Idiopathic CSVV often resolves within a few weeks, and thus, the management of most patients involves confirming the lack of an identifiable cause and the alleviation of symptoms. Systemic immunomodulatory therapy to arrest the disease process is usually reserved for the subset of patients who develop complications, such as hemorrhagic bullae, ulceration, or chronic or recurrent disease (algorithm 1).

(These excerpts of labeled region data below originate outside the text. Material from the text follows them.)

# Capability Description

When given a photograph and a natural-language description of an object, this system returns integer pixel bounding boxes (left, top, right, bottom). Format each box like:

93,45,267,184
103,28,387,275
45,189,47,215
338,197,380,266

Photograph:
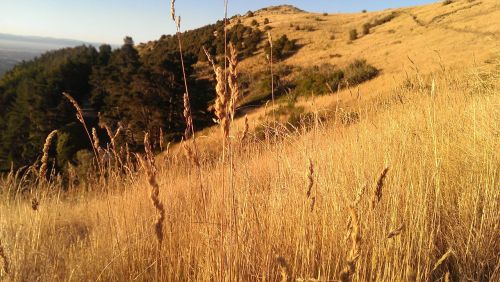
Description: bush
349,29,358,41
292,59,378,95
294,64,344,95
344,59,379,85
302,25,316,32
265,35,297,61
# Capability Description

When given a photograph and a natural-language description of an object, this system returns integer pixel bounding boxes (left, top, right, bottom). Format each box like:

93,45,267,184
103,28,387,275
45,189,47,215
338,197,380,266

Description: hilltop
139,0,500,154
0,0,500,281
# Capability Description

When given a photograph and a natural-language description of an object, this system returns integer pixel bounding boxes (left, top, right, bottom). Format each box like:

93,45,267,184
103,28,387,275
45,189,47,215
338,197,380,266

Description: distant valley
0,33,104,77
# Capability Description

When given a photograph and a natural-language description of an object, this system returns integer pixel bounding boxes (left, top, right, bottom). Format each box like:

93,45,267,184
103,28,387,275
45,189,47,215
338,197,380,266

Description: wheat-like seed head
203,46,217,73
170,0,175,22
240,115,250,142
39,130,57,178
227,43,240,121
431,249,453,272
63,92,85,124
340,205,361,282
267,31,273,49
92,127,101,151
276,256,291,282
138,133,165,246
0,241,9,278
183,93,193,140
387,222,405,239
371,167,389,209
175,16,181,31
159,127,164,152
215,67,229,138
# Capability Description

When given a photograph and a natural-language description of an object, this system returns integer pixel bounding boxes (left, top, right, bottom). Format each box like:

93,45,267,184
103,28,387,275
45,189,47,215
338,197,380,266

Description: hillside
0,0,500,281
157,0,500,154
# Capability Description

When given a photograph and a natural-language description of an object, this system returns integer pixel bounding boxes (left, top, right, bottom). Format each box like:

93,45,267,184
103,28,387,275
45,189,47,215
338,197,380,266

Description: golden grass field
0,0,500,281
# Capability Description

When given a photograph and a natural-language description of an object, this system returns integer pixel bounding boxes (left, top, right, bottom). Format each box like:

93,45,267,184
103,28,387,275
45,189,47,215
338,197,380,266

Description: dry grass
0,61,500,281
0,1,500,281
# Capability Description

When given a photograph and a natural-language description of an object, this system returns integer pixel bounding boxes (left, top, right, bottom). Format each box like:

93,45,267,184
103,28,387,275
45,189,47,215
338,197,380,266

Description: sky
0,0,436,44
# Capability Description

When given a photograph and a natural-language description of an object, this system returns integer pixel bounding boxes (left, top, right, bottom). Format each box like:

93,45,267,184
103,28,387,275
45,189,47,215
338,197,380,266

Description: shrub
349,29,358,41
344,59,379,85
265,35,297,61
302,25,316,32
294,64,344,95
292,60,378,95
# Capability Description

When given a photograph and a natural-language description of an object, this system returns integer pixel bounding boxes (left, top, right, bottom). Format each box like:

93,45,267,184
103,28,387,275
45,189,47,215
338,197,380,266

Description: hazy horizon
0,0,436,44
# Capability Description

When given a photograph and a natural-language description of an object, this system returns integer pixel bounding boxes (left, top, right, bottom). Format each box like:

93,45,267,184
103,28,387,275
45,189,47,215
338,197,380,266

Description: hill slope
0,1,500,281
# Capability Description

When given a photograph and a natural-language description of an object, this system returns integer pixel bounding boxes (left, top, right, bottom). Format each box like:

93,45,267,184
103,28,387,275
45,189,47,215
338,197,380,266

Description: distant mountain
0,33,110,77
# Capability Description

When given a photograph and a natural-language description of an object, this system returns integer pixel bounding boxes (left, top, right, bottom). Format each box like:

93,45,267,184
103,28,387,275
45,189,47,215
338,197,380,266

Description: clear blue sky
0,0,435,44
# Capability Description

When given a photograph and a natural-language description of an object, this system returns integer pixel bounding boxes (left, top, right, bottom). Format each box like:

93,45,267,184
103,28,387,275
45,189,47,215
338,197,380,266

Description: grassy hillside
0,1,500,281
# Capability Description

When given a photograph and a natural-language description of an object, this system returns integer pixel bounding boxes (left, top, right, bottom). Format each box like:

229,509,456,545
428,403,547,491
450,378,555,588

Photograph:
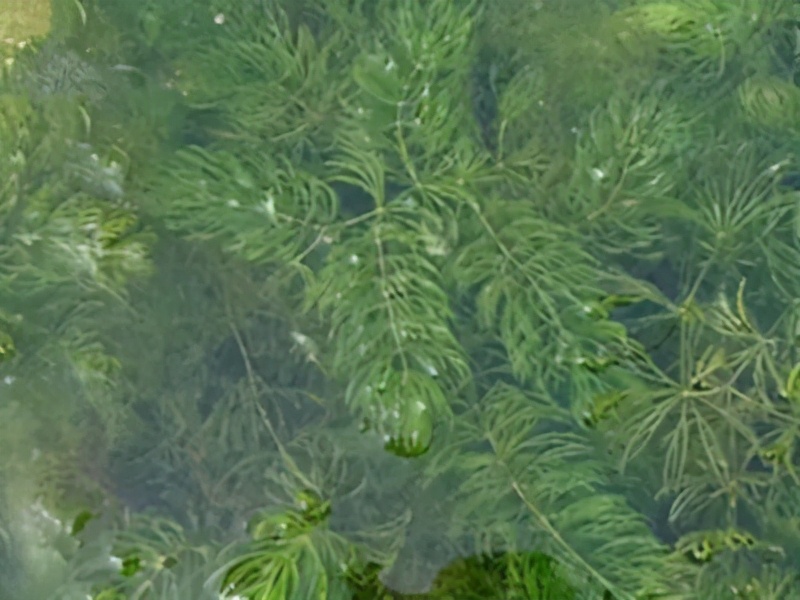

The management of patients with idiopathic CSVV will be reviewed here. The evaluation of patients with cutaneous lesions of vasculitis and the clinical features and treatment of specific disorders that may present with vasculitis involving small vessels of the skin are discussed separately.

●(See "Evaluation of adults with cutaneous lesions of vasculitis".)

●(See "Overview of cutaneous small vessel vasculitis".)

●(See "Urticarial vasculitis".)

●(See "IgA vasculitis (Henoch-Schönlein purpura): Management".)

●(See "Treatment of rheumatoid vasculitis".)

●(See "Eosinophilic granulomatosis with polyangiitis (Churg-Strauss): Treatment and prognosis".)

●(See "Granulomatosis with polyangiitis and microscopic polyangiitis: Induction and maintenance therapy".)

●(See "Mixed cryoglobulinemia syndrome: Treatment and prognosis".)

TERMINOLOGY AND DEFINITIONS

Cutaneous small vessel vasculitis — Cutaneous small vessel vasculitis (CSVV) is characterized by the presence of cutaneous lesions in conjunction with histopathologic evidence for a leukocytoclastic vasculitis involving the capillaries, venules, and arterioles in the skin. Although palpable purpura are the most common associated skin manifestations, other lesions such as petechiae, hemorrhagic bullae, ulcers, and urticaria may also develop (picture 1A-D). The skin lesions are often most prevalent on the lower legs and other dependent areas.

Other terms that have been used to refer to "cutaneous small vessel vasculitis" include "cutaneous leukocytoclastic vasculitis," "cutaneous leukocytoclastic angiitis," and "cutaneous necrotizing venulitis," all of which refer to the characteristic histopathologic findings in CSVV. The term "hypersensitivity vasculitis" has also been used to refer to CSVV but is most appropriately applied to CSVV caused by a known drug or infection. (See "Overview of cutaneous small vessel vasculitis", section on 'Definitions'.)

The 2012 Revised International Chapel Hill Consensus Conference Nomenclature classifies CSVV as a single-organ vasculitis, as does the dermatologic addendum to the 2012 Revised International Chapel Hill Consensus Conference [1,2].

Idiopathic cutaneous small vessel vasculitis — Idiopathic CSVV is CSVV that is limited to the skin and lacks an identifiable cause. In addition, direct immunofluorescence should not reveal IgA predominance, a finding supportive of IgA vasculitis. (See "IgA vasculitis (Henoch-Schönlein purpura): Clinical manifestations and diagnosis".)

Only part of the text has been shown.